Pada Mei 2024, RUU Penyiaran ramai dibicarakan di media sosial. Draf dan usulan yang dibuat oleh Komisi Penyiaran DPR ini menuai banyak protes karena salah satu pasal di dalamnya membatasi peranan jurnalisme investigasi. Menurut pasal itu, jurnalisme investigasi perlu dibatasi agar media massa tidak mengganggu aparat dan petugas hukum lain yang sedang melakukan penyelidikan. Bahkan, ada kekhawatiran bahwa insan pers dapat memengaruhi dan memonopoli opini publik lewat kerja-kerja jurnalistik.

Tentu saja alasan tersebut sangat tidak kuat. Media massa dan jurnalis bukanlah musuh, melainkan kawan baik untuk bisa mencapai cita-cita demokrasi, yakni kebebasan beropini. Sebuah peristiwa sebaiknya dapat dilihat secara berimbang melalui peliputan yang holistik. 

Ketua Komisi I DPR, Meutya Hafid, memberikan pernyataan yang senada seperti klarifikasi, “Tidak ada semangat larangan tayangan investigasi jurnalistik. Yang dilarang (adalah) monopolinya.” Selain itu, Bobby Adhityo Rizaldi selaku anggota Komisi I DPR RI turut mengatakan bahwa jurnalisme investigasi hanya akan dibatasi dengan penerapan publisher rights. Dengan kata lain, jurnalisme investigasi disiarkan secara eksklusif. Katakanlah media A adalah media pertama yang melakukan investigasi terhadap suatu kasus. Apabila  B berniat melanjutkan investigasi tersebut,  B harus membeli hak siar dari  A. Kurang lebih, skema ini yang akan diterapkan.

“Inilah yang kami ingin bahwa jurnalisme investigasi eksklusif ini, kata-katanya baiknya, bukan dilarang, melainkan dibatasi, supaya hanya media yang pertama kali membuat produk jurnalistik investigasi itu yang boleh membahas dan yang lain tidak boleh,” jelas Bobby kepada Kompas.

Yang ingin saya bahas adalah kelanjutan peliputan Kompas—bisa juga disebut sebagai investigasi (?)—yang berupaya mengurai benang kusut seputar RUU Penyiaran. Apabila pasal pembatasan jurnalisme investigasi disahkan, itu berarti saya harus membeli hak siar atas data-data yang disajikan oleh Kompas. Praktik jurnalisme investigasi makin rumit. Terlebih, pernyataan Meutya Hafid yang menyangkut pembasmian monopoli wartawan malah dapat terwujud. Bukankah eksklusivitas mengukuhkan hegemoni tunggal atas sebuah informasi?

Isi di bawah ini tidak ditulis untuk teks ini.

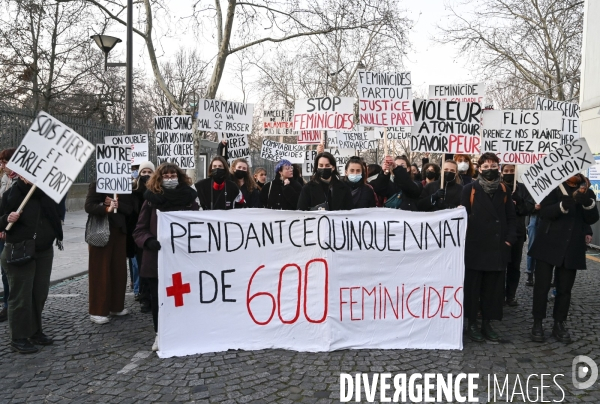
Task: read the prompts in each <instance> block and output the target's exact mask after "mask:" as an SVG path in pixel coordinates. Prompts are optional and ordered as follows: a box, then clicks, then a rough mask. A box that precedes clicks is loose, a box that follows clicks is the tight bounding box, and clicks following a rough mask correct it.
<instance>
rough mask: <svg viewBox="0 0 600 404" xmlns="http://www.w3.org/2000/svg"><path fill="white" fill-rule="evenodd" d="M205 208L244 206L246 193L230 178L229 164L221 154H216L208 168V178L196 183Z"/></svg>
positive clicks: (223, 208) (219, 208) (209, 208)
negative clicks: (223, 157) (229, 171)
mask: <svg viewBox="0 0 600 404" xmlns="http://www.w3.org/2000/svg"><path fill="white" fill-rule="evenodd" d="M194 185H195V187H196V191H197V192H198V199H199V200H200V206H201V207H202V209H203V210H229V209H237V208H243V207H244V205H245V204H246V201H245V199H244V194H243V193H242V191H240V189H239V188H238V186H237V185H236V183H235V182H233V181H231V180H230V179H229V165H228V164H227V160H225V159H224V158H223V157H221V156H215V157H213V159H212V160H211V162H210V165H209V168H208V178H206V179H203V180H200V181H198V182H196V184H194Z"/></svg>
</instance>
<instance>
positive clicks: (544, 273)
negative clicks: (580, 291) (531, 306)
mask: <svg viewBox="0 0 600 404" xmlns="http://www.w3.org/2000/svg"><path fill="white" fill-rule="evenodd" d="M553 270H554V266H553V265H550V264H548V263H547V262H544V261H541V260H536V262H535V283H534V286H533V310H532V313H533V318H535V319H543V318H546V307H547V306H548V292H549V291H550V283H551V282H552V271H553ZM576 275H577V270H576V269H566V268H564V267H556V270H554V286H555V287H556V299H555V300H554V313H553V315H552V317H554V320H556V321H565V320H566V319H567V316H568V315H569V307H570V306H571V289H573V285H574V284H575V277H576Z"/></svg>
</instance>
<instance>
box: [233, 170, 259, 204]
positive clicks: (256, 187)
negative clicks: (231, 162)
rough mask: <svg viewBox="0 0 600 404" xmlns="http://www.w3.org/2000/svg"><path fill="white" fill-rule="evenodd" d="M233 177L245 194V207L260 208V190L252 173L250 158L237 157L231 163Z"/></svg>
mask: <svg viewBox="0 0 600 404" xmlns="http://www.w3.org/2000/svg"><path fill="white" fill-rule="evenodd" d="M230 172H231V177H232V178H233V180H234V181H235V182H236V183H237V186H238V188H239V189H240V191H242V194H243V195H244V200H245V201H246V204H245V205H244V207H245V208H260V207H262V206H261V204H260V191H259V189H258V187H257V186H256V183H255V182H254V178H253V177H252V176H251V175H250V171H249V166H248V160H246V159H237V160H235V161H234V162H233V163H232V164H231V168H230Z"/></svg>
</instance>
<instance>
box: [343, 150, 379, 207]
mask: <svg viewBox="0 0 600 404" xmlns="http://www.w3.org/2000/svg"><path fill="white" fill-rule="evenodd" d="M366 177H367V165H366V164H365V162H364V161H363V159H361V158H360V157H356V156H354V157H350V159H349V160H348V162H347V163H346V176H345V177H344V182H345V183H346V185H348V187H350V189H351V192H352V203H353V204H354V209H361V208H374V207H375V206H376V204H375V191H373V188H372V187H371V186H370V185H369V184H367V178H366Z"/></svg>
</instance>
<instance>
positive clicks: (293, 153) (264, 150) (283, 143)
mask: <svg viewBox="0 0 600 404" xmlns="http://www.w3.org/2000/svg"><path fill="white" fill-rule="evenodd" d="M305 150H306V146H302V145H297V144H289V143H279V142H274V141H272V140H271V139H263V143H262V148H261V150H260V157H262V158H263V159H266V160H270V161H279V160H282V159H285V160H288V161H289V162H290V163H292V164H297V163H298V164H302V163H303V162H304V152H305Z"/></svg>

Karena banyak pihak yang kontra terhadap pasal-pasal dalam RUU Penyiaran itu, pembahasan lanjutan pun diputuskan untuk ditunda. Meskipun begitu, kita tetap perlu mengawal dan memantau perkembangannya. Jangan sampai pasal-pasal yang mencederai demokratisasi informasi disahkan tanpa dialog terbuka dengan masyarakat pers.